We were trying to upgrade the Kops version of the Kubernetes Cluster. We have followed the below steps for that;

  1. Download the latest KOPS version 1.24 (the old version is 1.20)
  2. Do the template changes according to 1.24
  3. Set ENV variables
export KUBECONFIG="<<Kubeconfig file>>"
export AWS_PROFILE="<< AWS PROFILE NAME >>"
export AWS_DEFAULT_REGION="<< AWS Region >>"
export KOPS_STATE_STORE="<< AWS S3 Bucket Name >>"
export NAME="<< KOPS Cluster Name >>"
  1. kops get $NAME -o yaml > existing-cluster.yaml

  2. kops toolbox template --template templates/tm-eck-mixed-instances.yaml --values values_files/values-us-east-1.yaml --snippets snippets --output cluster.yaml --name $NAME

  3. kops replace -f cluster.yaml

  4. kops update cluster --name $NAME

  5. kops rolling-update cluster --name $NAME --instance-group=master-us-east-1a --yes --cloudonly

Once the master is rolled over I noticed that this master is not joined to the cluster. After a few rounds of troubleshooting, I found the below error in the API server.

I0926 09:54:41.220817 1 flags.go:59] FLAG: --vmodule="" I0926 09:54:41.223834 1 dynamic_serving_content.go:111] Loaded a new cert/key pair for "serving-cert::/srv/kubernetes/kube-controller-manager/server.crt::/srv/kubernetes/kube-controller-manager/server.key" unable to load configmap based request-header-client-ca-file: Get "https://127.0.0.1/api/v1/namespaces/kube-system/configmaps/extension-apiserver-authentication": dial tcp 127.0.0.1:443: connect: connection refused

I have tried to resolve this issue and couldn't find a way, SO decided to roll back using a backup.

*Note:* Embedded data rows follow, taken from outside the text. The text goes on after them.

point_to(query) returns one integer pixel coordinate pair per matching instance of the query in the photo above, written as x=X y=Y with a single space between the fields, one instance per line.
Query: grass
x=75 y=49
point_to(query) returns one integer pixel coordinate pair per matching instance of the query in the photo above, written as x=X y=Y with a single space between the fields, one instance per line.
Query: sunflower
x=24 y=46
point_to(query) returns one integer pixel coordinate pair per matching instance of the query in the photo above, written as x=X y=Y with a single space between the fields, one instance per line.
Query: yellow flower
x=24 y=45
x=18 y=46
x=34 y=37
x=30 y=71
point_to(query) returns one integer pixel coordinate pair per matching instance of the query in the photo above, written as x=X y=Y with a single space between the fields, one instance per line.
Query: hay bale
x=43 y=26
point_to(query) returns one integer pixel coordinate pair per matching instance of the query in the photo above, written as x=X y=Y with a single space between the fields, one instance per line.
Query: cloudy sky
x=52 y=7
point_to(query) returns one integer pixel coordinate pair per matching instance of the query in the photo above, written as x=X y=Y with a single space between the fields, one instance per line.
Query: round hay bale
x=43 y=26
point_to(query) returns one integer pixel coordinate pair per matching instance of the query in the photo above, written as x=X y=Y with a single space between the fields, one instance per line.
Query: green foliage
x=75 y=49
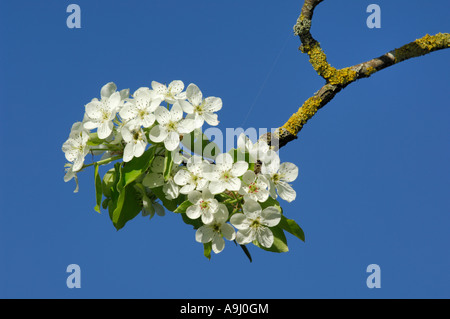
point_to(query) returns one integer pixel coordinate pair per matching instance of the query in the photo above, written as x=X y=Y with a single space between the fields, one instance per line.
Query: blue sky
x=374 y=174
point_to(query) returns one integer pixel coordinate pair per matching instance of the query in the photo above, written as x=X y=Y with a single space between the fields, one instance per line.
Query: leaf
x=207 y=250
x=279 y=241
x=292 y=227
x=197 y=223
x=198 y=143
x=168 y=203
x=168 y=164
x=128 y=206
x=182 y=207
x=98 y=189
x=94 y=140
x=137 y=166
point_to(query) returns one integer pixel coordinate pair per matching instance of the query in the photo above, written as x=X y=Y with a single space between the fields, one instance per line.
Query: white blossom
x=203 y=204
x=200 y=109
x=139 y=111
x=170 y=94
x=170 y=125
x=254 y=187
x=279 y=177
x=75 y=149
x=192 y=177
x=136 y=142
x=216 y=230
x=224 y=175
x=254 y=223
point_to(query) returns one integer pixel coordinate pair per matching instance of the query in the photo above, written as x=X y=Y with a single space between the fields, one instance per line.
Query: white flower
x=254 y=187
x=200 y=109
x=204 y=205
x=171 y=125
x=101 y=113
x=225 y=175
x=254 y=223
x=279 y=177
x=156 y=178
x=216 y=230
x=136 y=142
x=259 y=151
x=192 y=177
x=170 y=94
x=75 y=149
x=139 y=111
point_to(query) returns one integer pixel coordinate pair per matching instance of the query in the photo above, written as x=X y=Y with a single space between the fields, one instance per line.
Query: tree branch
x=338 y=79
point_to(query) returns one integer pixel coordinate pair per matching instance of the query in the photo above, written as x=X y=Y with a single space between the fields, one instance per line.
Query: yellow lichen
x=422 y=46
x=297 y=120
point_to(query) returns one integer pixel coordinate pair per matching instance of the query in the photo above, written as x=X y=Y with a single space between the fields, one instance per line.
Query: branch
x=338 y=79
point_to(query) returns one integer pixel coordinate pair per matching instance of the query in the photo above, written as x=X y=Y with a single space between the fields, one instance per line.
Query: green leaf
x=169 y=204
x=137 y=166
x=197 y=223
x=292 y=227
x=94 y=140
x=207 y=250
x=98 y=189
x=198 y=143
x=182 y=207
x=108 y=182
x=168 y=164
x=279 y=243
x=128 y=206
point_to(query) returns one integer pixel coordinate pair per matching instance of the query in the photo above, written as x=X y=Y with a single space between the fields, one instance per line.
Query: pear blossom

These are the steps I've followed for that;

  1. kops replace -f cluster.yaml
  2. kops update cluster --name $NAME
  3. kops rolling-update cluster --name $NAME --instance-group=master-us-east-1a --yes --cloudonly

Still, I'm getting the same error in the Master node.

Does anyone know how I can restore the cluster using Kops ??

1

There are 1 best solutions below

0
Samith Perera On BEST ANSWER

After a few rounds of troubleshooting, I've found that whenever we deploy a new version using kops it's creating a new version in the launch template in AWS. I have manually changed the launch template version used in the Auto scaling group of all node groups. Then cluster is rollbacked to the previous state and starts working properly. Then I reran the upgrade process after adding the missing configurations into the kops template file.